Ainda esses gênios do capitalismo sempre souberam que a Social Democracia NUNCA foi uma força revolucionária e que a burguesia se serve dela para deter qualquer avanço revolucionário, criando, inclusive, Constituições auto protetoras.
Esse é o panorama deste mundo moderno. Não cabem mais sonhos de tomada de poder pelos fuzis dos descamisados, pelas revoluções históricas.
ISSO ATÉ O SURGIMENTO DO VÍRUS. O que será do mundo daqui para frente? Abrem-se dois panoramas:
O primeiro é que tudo continuará como está. Continuaremos lutando por todas as conquistas sociais e econômicas possíveis, da mesma forma desenhada pelos sempre humanistas.

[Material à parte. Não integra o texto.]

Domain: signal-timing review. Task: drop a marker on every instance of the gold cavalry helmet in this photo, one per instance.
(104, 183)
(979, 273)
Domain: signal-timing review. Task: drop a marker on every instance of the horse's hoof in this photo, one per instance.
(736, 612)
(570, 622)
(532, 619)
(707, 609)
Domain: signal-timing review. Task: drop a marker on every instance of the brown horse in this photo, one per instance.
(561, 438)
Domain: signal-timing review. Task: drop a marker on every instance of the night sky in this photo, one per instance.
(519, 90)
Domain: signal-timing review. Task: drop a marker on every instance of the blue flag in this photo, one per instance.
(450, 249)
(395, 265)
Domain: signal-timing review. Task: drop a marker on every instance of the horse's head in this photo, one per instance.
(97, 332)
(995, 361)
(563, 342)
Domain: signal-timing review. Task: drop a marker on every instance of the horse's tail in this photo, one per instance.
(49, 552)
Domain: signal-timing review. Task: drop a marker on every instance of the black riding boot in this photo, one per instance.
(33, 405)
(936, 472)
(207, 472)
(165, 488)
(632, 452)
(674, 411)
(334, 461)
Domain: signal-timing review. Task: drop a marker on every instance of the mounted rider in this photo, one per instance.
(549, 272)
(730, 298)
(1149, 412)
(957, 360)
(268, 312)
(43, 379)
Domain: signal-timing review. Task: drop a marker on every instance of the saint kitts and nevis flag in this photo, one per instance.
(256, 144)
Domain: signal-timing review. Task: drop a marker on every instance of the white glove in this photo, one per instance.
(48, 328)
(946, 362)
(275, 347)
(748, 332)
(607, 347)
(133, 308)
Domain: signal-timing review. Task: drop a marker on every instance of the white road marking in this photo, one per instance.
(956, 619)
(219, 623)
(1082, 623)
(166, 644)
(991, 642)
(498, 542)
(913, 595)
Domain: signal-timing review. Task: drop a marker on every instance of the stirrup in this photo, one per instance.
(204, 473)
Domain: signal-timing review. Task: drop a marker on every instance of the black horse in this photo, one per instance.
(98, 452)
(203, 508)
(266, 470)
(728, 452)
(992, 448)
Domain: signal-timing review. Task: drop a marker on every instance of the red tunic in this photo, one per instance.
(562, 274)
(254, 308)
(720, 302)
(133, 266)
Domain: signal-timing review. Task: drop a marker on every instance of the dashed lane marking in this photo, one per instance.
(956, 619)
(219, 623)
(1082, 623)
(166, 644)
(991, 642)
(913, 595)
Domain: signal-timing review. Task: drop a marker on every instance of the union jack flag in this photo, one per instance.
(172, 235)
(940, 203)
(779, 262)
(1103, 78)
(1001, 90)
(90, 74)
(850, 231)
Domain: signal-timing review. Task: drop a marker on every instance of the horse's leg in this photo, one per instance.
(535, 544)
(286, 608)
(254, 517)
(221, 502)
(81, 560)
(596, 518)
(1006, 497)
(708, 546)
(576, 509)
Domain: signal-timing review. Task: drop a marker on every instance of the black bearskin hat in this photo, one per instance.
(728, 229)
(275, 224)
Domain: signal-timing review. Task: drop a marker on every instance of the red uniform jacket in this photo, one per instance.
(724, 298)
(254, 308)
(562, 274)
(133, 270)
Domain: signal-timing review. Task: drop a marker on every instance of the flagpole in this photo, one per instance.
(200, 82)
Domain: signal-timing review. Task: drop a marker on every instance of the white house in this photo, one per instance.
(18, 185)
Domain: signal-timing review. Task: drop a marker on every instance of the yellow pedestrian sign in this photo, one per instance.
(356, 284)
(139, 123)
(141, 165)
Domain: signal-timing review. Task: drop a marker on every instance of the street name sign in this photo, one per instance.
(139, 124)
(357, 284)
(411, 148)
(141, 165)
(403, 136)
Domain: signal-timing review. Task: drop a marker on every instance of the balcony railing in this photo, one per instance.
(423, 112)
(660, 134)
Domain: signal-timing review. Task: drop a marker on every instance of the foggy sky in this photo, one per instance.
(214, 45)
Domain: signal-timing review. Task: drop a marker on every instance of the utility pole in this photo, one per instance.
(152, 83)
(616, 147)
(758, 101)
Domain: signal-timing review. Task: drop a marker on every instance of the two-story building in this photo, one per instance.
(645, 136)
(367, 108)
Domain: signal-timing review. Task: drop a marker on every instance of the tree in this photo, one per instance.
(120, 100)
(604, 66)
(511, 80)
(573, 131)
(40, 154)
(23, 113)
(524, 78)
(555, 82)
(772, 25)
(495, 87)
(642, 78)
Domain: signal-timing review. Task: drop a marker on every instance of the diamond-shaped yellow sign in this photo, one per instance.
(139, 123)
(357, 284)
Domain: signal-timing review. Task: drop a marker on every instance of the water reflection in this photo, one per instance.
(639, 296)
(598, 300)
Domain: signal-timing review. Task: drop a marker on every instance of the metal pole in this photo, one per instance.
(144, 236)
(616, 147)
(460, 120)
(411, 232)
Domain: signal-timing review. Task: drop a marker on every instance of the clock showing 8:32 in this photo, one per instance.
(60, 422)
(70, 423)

O segundo panorama é INCERTO E NÃO SABIDO. Onde nos levará esse vírus?Quais suas reais consequências? Quão duradouro serão seus efeitos? Quem sobreviverá como classe? O que restara da Classe Média reacionária? Como os fascistas reagirão? O que restará do capitalismo original aqui e no resto do mundo? Como a possível nova sociedade, o novo, se organizará?
Vejam as referências feitas a Adam Smith, Marx e Engels no início desta crônica. Tudo o já dito se aplica aos novos tempos. TUDO PODE SE TRANSFORMAR. A mudança na história nem sempre manda avisos. Fomos todos pegos de surpresa.
Estamos preparados minimante para essa transformação?
É necessário ativar a criatividade. O que e como queremos num eventual novo mundo?